Companies that use this model start with the discovery phase, where ideas for new products are put forward by personnel. Gatekeepers can review the ideas and determine which ones appear to have merit. These are moved forward, through the first gate, while others are left behind. At the next stage, a quick scope assessment occurs to determine what kinds of resources a project might need. Another set of gatekeepers reviews this information to decide if a project would be beneficial to a company.

Projects that make it through this gate move into a phase where employees build a business case for them. Staff members explain what a project will do, what kinds of results it might bring in for the company, and how they plan to accomplish goals. This part of the stage-gate model culminates with another pause to check in, where personnel decide if the case is persuasive.

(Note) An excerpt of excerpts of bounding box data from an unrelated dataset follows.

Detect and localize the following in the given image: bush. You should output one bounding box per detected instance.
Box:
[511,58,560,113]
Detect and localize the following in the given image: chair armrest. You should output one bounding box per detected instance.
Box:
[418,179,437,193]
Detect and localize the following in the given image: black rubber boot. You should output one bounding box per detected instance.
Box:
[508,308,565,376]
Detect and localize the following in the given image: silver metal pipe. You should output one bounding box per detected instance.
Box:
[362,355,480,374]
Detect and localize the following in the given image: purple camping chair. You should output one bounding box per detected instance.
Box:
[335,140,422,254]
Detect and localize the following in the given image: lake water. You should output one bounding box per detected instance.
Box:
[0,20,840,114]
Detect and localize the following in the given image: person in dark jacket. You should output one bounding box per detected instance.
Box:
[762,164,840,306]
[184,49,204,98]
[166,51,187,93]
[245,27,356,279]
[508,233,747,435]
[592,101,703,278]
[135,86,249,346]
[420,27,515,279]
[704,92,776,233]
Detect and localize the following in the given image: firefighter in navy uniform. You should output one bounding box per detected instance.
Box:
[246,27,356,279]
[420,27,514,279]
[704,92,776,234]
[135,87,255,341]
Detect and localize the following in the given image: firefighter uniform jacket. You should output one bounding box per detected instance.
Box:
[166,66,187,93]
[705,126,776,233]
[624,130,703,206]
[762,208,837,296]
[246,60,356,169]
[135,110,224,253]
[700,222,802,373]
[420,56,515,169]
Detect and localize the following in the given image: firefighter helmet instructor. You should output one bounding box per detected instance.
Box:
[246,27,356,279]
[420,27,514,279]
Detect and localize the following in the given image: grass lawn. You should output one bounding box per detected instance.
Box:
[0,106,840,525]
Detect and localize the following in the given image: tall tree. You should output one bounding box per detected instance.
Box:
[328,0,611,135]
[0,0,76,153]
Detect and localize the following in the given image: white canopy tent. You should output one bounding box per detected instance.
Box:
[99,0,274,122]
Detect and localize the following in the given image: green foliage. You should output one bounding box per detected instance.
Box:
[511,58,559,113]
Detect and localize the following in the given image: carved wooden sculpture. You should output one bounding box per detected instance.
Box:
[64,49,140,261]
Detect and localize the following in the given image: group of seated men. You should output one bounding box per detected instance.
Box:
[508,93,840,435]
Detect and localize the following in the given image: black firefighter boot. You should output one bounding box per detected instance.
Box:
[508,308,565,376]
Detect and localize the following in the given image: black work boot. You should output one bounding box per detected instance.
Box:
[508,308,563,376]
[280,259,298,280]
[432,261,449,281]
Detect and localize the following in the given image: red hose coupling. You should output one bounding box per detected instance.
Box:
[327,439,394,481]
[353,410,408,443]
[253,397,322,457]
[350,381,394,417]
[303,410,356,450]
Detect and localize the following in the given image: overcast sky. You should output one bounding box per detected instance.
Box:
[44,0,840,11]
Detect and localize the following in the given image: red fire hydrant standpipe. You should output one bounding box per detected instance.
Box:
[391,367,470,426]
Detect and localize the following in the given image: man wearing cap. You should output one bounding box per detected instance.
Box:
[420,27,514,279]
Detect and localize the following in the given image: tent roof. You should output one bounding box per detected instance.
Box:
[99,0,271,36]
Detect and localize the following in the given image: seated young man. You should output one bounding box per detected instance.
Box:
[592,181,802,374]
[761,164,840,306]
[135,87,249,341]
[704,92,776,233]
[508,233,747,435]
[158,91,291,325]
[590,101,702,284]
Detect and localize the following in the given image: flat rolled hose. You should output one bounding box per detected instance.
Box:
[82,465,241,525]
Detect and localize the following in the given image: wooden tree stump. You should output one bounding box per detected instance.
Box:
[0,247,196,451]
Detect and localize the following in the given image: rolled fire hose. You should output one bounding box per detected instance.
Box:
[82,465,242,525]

Projects may appear to have merit but could be too expensive or resource-intensive to develop.


In the development stage, staff members actively work on the creation of a product so it is ready to send through another gate to get to the test point. Product testers rigorously examine the project and provide a full report for the next gate, where the company decides if it wants to launch. If the launch is approved, the final gate is a review of the entire process. This review provides important information for future product development, and offers a chance to refine the launch and improve the product.

Under the stage-gate model, product development is less likely to creep over time because of the checks and balances at every stage. Reviewers can determine that a project has departed far from the original idea and rein it in or stop production altogether. Using the stage-gate model can quickly help contain cost overruns or stop production when a product becomes unnecessary. This can increase company efficiency by ensuring that personnel are only working on viable projects at any given point in time, and no dead ends are being pursued by teams without adequate supervision.